5 of 10 WD green drives failed in 2.5 years

Status
Not open for further replies.

maiitax

Cadet
Joined
Aug 20, 2013
Messages
9
I am looking for advice on what my next step should be in terms of drive replacement in my current setup as I am experiencing a large percentage of my Western Digital 2 tb drives failing. Before I continue I will give you some background information about my setup. I am currently running FreeNas 8.2 x64 with 8 gb of ram on E8400 (I know more is recommended but this setup is going back 3 years) and raidz1 I know it’s not recommend. I have a total of 10 x 2tb WD green drives that have had intellipark disabled to avoid unnecessary head parks. The system has been operating for 2 ½ years, within the first year 3 drives have failed and I replaced them. Approaching my 3rd year I had another 2 drives fail one two weeks ago which I replaced with a new drive and one a few days ago. To make matters worse the brand new drive's controller board is gone. The drives are running around 32-35C.

I know my settings are not optimal by today standards and scrubbing occurs once a month. That being said is there something I am missing why I am experience such a high failure rate? Reading cyberjocks posts about 24 drives and only 1 failing within 3 years is amazing. What am I missing? I am considering a new build with more ram, and WD RE drives if necessary. Is this a setting or hardware configuration issue for the failure rate or bad luck? The server is just used for streaming nothing really intensive.
 

cyberjock

Inactive Account
Joined
Mar 25, 2012
Messages
19,526
Interesting to say the least. How are the drives mounted? Did you mount them with all 4 screws? All 4 screws are highly recommended to minimize vibration on the x, y, and z axis.

It really "sounds" like you are doing everything right. When i saw the title of the thread my first thought was "wdidle" but you said you already did it. I actually didn't disable mine, i set it to 300 seconds. I chose that because it does cause "some" wear and tear(I get 10-20 per day for load cycling) but having the head be parked off of the platter completely is a big plus(in my opinion). Heads touching media is bad, so vibrations and such on a hard drive that is spinning but idle can still be damaging.

A poor quality PSU can also kill drives prematurely. Fluctuating voltages are a bane for hard drives.

So, what PSU do you have? Anything else out of the ordinary with your system? What kind of case are you using? How many hard drives are installed in it?
 

cyberjock

Inactive Account
Joined
Mar 25, 2012
Messages
19,526
One other thing.. do you turn off your server at night or otherwise have the hard drives set to spindown when idle?
 

Yatti420

Wizard
Joined
Aug 12, 2012
Messages
1,437
I had a nightmare setting up my green ... Problem after problem for my freenas 8 first quick build.. Finally ran WDIDLE after a bit fiddling with freenas 8 and have now upgraded to 9.. I ran WDIDLE pretty sure I disabled & use freenas drive control to spin the mirror down quickly after startup.. This mirror is never accessed pretty much.. Cyberjock what is the difference between disable and 300s? Also drives spinup when freenas powers down - I think..
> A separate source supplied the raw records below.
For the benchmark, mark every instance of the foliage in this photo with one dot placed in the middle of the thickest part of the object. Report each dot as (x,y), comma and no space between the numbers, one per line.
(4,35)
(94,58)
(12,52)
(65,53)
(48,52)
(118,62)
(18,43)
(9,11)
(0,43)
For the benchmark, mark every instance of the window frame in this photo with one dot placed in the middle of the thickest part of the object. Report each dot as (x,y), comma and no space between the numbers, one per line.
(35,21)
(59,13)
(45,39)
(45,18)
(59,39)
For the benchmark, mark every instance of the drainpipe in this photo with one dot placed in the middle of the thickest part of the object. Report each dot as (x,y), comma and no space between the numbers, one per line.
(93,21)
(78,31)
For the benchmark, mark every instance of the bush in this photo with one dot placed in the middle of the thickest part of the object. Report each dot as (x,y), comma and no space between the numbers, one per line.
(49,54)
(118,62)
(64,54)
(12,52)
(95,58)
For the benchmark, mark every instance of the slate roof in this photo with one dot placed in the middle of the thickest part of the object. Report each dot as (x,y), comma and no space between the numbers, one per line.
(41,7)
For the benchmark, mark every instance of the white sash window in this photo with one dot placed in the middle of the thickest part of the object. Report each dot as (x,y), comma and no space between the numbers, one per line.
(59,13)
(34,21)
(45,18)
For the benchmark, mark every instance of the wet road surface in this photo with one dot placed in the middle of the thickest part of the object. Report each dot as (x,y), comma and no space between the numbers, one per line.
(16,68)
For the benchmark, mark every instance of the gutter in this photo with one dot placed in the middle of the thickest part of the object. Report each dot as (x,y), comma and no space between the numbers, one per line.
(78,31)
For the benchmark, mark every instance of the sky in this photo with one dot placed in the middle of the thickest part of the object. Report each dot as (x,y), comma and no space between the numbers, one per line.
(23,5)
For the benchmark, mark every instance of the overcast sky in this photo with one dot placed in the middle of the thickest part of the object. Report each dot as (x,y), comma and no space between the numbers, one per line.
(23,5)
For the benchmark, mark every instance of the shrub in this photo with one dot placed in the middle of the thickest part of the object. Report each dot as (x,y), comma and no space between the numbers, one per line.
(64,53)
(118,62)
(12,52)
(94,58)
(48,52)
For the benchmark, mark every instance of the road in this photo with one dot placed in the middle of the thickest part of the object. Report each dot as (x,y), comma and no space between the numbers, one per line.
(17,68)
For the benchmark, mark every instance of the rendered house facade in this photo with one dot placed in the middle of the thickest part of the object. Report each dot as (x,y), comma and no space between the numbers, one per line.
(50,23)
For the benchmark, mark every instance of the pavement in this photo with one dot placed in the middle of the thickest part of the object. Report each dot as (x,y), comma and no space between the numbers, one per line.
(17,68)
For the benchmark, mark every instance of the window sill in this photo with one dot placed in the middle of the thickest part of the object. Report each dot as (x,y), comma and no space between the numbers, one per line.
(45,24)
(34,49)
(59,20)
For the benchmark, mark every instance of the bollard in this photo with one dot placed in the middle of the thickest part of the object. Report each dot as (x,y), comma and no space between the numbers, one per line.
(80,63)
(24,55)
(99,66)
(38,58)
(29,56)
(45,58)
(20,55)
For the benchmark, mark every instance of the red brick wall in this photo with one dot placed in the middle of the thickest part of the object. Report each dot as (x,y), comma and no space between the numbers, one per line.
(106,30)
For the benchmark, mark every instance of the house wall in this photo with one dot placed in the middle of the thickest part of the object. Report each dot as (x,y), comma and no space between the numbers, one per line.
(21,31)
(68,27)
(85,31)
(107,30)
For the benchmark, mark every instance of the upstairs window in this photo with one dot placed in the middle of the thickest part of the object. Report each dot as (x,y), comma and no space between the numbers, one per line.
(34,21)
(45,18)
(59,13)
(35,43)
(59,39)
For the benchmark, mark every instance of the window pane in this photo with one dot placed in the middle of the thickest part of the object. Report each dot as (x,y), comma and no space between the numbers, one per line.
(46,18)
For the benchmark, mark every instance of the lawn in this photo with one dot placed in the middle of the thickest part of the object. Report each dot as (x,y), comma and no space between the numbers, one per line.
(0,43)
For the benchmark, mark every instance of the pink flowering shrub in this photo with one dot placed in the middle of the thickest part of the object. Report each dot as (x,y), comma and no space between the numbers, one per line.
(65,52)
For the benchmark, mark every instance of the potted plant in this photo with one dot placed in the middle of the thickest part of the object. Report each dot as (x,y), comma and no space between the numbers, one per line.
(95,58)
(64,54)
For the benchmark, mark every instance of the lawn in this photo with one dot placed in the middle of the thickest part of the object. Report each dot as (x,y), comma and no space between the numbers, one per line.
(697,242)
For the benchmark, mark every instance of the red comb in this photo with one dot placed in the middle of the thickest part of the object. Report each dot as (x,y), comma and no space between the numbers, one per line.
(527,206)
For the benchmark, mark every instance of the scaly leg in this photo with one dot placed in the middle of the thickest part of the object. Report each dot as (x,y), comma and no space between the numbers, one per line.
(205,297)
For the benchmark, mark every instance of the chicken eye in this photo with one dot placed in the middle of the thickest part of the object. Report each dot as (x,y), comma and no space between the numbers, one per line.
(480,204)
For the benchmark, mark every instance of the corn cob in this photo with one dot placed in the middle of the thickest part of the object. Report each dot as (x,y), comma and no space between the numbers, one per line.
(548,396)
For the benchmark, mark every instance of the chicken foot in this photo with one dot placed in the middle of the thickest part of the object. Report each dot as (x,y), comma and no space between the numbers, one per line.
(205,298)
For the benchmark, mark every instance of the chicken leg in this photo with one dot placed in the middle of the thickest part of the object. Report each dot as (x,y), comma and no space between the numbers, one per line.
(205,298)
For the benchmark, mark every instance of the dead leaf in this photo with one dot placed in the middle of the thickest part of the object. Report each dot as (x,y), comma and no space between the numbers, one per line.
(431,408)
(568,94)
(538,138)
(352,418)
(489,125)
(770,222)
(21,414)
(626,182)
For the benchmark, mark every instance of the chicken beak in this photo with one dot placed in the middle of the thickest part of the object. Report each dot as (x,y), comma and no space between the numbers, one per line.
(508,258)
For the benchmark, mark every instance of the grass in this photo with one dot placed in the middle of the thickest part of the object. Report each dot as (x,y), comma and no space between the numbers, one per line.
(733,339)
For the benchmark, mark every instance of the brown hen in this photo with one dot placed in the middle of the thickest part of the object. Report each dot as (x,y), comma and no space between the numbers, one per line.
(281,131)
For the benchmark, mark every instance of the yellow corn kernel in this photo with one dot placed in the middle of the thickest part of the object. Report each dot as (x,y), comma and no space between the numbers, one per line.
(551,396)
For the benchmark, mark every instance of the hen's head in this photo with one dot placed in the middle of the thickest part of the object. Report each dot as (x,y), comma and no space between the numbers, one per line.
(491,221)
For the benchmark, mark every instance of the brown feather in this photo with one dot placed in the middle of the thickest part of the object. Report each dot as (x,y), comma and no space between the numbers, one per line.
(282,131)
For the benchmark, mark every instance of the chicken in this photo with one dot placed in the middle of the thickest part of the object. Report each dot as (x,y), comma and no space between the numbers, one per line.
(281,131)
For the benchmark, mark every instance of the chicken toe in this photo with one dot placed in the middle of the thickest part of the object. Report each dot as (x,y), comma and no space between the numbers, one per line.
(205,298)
I just set up off peak electricity hours so everything cycles now.. I think drives should run 24/7 if you have the choice.. With SSDs out there so much now it's pretty easy have so pretty fast hardware so.. I haven't looked for a full breakdown / full review of both drives yet.. I suspect the green drives are more eco friendly where as red has higher quality/duration parts.. The question is how much faster considering they are both at ~5900rpm? I think reds are going to beat greens in write.. Most likely reads aswell..

I'd check to see if you got a batch of bad greens.. Definitely check / replace the PSU.. Inspect capacitors tighten screws up etc..
 

maiitax

Cadet
Joined
Aug 20, 2013
Messages
9
Cyberjock you bring up a good point about vibration, I think that might be the cause. Some of the drives are only secured on one side. It was just a convenience thing at the time which I might have paid the price for.
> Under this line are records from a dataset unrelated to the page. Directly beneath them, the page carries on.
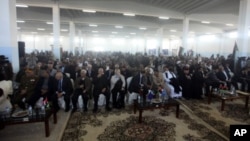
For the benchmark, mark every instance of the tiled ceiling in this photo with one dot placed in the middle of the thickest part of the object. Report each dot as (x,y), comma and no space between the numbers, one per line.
(110,13)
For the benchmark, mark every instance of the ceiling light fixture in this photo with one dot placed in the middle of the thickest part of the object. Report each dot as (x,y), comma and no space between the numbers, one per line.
(142,28)
(22,5)
(172,30)
(129,14)
(19,21)
(89,11)
(229,25)
(118,26)
(163,18)
(41,29)
(205,22)
(93,25)
(64,30)
(49,22)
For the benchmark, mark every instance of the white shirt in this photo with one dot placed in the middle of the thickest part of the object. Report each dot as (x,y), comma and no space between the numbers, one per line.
(114,79)
(169,74)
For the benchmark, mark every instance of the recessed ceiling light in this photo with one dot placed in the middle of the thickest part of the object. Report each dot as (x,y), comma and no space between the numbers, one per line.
(64,30)
(118,26)
(205,22)
(41,29)
(229,25)
(163,18)
(93,25)
(49,22)
(22,5)
(19,21)
(128,14)
(142,28)
(89,11)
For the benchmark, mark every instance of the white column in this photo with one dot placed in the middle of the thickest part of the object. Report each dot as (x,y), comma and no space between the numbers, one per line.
(80,41)
(8,33)
(185,33)
(243,23)
(72,37)
(56,32)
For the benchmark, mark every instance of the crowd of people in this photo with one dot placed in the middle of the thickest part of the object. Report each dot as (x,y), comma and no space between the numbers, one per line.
(116,75)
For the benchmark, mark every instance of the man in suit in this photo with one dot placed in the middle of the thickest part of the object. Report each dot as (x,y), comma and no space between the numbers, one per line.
(223,76)
(26,88)
(43,88)
(83,87)
(62,88)
(100,87)
(138,84)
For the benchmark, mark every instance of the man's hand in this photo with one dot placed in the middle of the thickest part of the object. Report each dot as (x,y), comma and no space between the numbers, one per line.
(103,90)
(59,94)
(24,91)
(43,91)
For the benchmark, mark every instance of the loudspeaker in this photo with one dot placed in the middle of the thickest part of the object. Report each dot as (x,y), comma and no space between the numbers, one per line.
(21,49)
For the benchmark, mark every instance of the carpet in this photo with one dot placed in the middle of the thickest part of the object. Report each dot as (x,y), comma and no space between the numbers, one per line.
(122,125)
(234,113)
(36,131)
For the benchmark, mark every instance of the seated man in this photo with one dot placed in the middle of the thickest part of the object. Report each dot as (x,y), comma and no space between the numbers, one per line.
(82,87)
(172,85)
(138,85)
(100,87)
(26,88)
(62,88)
(212,80)
(44,87)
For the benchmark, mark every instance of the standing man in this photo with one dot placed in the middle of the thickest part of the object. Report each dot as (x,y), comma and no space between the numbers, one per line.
(26,88)
(62,88)
(100,87)
(83,87)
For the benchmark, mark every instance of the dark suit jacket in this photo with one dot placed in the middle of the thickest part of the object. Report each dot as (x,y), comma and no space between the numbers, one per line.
(87,84)
(100,83)
(222,76)
(66,86)
(135,83)
(40,84)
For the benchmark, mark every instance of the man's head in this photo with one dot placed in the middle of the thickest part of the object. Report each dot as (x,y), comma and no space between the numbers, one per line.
(83,73)
(100,71)
(59,75)
(29,72)
(117,71)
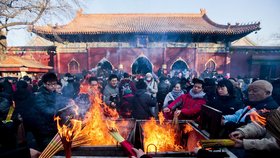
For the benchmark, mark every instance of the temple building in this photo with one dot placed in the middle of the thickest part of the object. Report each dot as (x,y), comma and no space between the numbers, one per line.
(139,43)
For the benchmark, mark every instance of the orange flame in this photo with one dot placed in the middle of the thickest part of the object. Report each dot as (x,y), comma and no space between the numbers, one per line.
(70,131)
(99,119)
(256,117)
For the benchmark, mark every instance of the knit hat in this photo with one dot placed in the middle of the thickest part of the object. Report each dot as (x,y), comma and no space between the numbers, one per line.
(263,84)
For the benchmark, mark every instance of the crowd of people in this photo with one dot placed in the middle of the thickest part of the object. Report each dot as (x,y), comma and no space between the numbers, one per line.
(28,106)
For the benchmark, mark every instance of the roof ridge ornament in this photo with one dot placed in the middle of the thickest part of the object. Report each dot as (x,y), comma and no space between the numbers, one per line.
(79,12)
(202,11)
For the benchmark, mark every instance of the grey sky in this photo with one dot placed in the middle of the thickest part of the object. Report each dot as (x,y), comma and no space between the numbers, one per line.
(220,11)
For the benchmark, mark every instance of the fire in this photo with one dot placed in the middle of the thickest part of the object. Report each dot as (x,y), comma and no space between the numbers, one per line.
(163,135)
(256,117)
(98,119)
(69,131)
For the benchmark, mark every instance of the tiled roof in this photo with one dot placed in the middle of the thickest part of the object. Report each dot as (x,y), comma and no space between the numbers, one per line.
(18,62)
(145,23)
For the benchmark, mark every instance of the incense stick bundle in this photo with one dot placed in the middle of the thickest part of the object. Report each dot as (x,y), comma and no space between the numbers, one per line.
(272,124)
(216,143)
(56,145)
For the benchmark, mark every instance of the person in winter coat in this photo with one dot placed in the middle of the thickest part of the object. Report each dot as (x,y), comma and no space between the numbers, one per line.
(152,85)
(259,98)
(46,106)
(174,94)
(226,100)
(111,95)
(164,87)
(187,106)
(257,139)
(143,105)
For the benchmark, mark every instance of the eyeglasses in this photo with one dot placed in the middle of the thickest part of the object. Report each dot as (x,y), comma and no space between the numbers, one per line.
(51,84)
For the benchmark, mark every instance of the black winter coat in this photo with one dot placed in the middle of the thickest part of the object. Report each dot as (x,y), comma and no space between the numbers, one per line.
(142,103)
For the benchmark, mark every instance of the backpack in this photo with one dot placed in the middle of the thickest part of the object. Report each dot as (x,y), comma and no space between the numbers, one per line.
(126,89)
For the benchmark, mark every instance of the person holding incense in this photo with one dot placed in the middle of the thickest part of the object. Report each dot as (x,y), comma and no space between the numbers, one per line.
(47,103)
(12,136)
(259,140)
(187,106)
(259,95)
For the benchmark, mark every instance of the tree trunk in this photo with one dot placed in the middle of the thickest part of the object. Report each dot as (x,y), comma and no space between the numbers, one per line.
(3,44)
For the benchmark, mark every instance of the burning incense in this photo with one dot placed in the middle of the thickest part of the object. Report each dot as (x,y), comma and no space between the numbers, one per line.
(212,143)
(124,143)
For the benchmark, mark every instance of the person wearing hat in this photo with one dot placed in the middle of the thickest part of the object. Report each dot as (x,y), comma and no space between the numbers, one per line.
(226,100)
(152,86)
(259,139)
(259,95)
(187,106)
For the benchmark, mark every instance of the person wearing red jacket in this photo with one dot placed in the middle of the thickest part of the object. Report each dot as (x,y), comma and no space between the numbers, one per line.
(187,106)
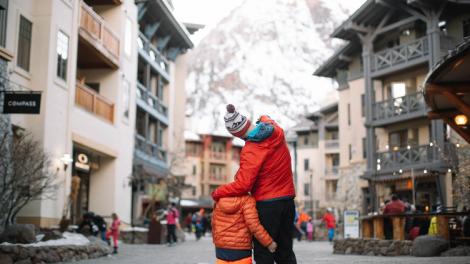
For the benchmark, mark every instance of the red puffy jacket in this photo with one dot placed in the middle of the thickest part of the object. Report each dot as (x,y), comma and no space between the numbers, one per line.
(265,169)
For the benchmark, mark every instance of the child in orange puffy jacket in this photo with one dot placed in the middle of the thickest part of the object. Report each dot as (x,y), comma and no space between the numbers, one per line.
(234,222)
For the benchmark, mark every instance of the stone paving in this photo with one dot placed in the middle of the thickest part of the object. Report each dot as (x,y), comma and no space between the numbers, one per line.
(202,252)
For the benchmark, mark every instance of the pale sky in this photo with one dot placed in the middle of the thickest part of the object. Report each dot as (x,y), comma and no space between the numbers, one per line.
(210,12)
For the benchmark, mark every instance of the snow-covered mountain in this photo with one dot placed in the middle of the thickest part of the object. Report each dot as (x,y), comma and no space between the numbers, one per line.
(261,58)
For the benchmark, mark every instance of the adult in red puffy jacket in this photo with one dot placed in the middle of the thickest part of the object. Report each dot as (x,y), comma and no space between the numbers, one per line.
(265,172)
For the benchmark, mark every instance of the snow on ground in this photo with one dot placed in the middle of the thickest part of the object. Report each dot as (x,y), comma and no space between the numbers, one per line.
(69,239)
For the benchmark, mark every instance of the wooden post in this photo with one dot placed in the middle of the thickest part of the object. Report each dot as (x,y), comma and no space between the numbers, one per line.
(367,228)
(443,226)
(398,228)
(379,227)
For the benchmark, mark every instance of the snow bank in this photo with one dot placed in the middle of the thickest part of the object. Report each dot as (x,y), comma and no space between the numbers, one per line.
(69,239)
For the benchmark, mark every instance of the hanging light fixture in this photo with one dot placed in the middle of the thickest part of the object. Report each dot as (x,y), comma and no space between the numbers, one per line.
(461,120)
The server is running 24/7. Initially I did not spin down the drives but after the first 3 failed in the first year I decided to spin them down after 3 hours of inactivity. I have heard the school of thought that it’s better to leave them running 24/7 but after the high failure rate it spooked me. Is yours running 24/7?

I’m going to check later today to see which drives failed, the secured one or the ones that are only supported on one side.
 

cyberjock

Inactive Account
Joined
Mar 25, 2012
Messages
19,526
Mine do run 24x7. They never spindown. The only time I shutdown my server is if I plan to go on vacation for more than a weekend.
 

Yatti420

Wizard
Joined
Aug 12, 2012
Messages
1,437
Get reds to avoid future headaches.. I forgot that I have 50% failure rate from purchase.. Had to RMA the first WD20ears immediately after purchase pretty much..
 

cyberjock

Inactive Account
Joined
Mar 25, 2012
Messages
19,526
Personally, I think that model matters less than how you treat the drives. Take 5 different IT guys and each one will tell you they've had bad experiences with a different brand and nobody will agree that one brand is better.
 

Yatti420

Wizard
Joined
Aug 12, 2012
Messages
1,437
I like Seagate drives.. Always have.. Never have had to run a wdidle or something similar..
 

cyberjock

Inactive Account
Joined
Mar 25, 2012
Messages
19,526
Well, I have a box of Seagates that won't stay functional long enough to trust them. They'll pass tests all day long. Put them in a system and they'll randomly disconnect and reconnect to the system at random. Try to use those things in a RAID or even as a bootable drive for a desktop. I dropped $1800+ on them, used them for about 90 days, then realized they were so unreliable I couldn't trust them with my data. 2 weeks after that I had dropped another $2000 on WD drives. So I have paid the price with Seagates. But before that incident, I swore by Seagate. In fact, I had been using them exclusively for 10 years, and if you had told me before I bought them that I would be spending my money twice for 1 good server I would have told you that you are full of it.

Remember what I said above....
Take 5 different IT guys and each one will tell you they've had bad experiences with a different brand and nobody will agree that one brand is better.

Score another one for brand-biased and personal experiences.
 

maiitax

Cadet
Joined
Aug 20, 2013
Messages
9
I took some pictures of the setup showing which drives failed and when. Two drives failed with full support on both sides in the upper cage and 3 failed in the lower cage with only one side of the drives screwed in.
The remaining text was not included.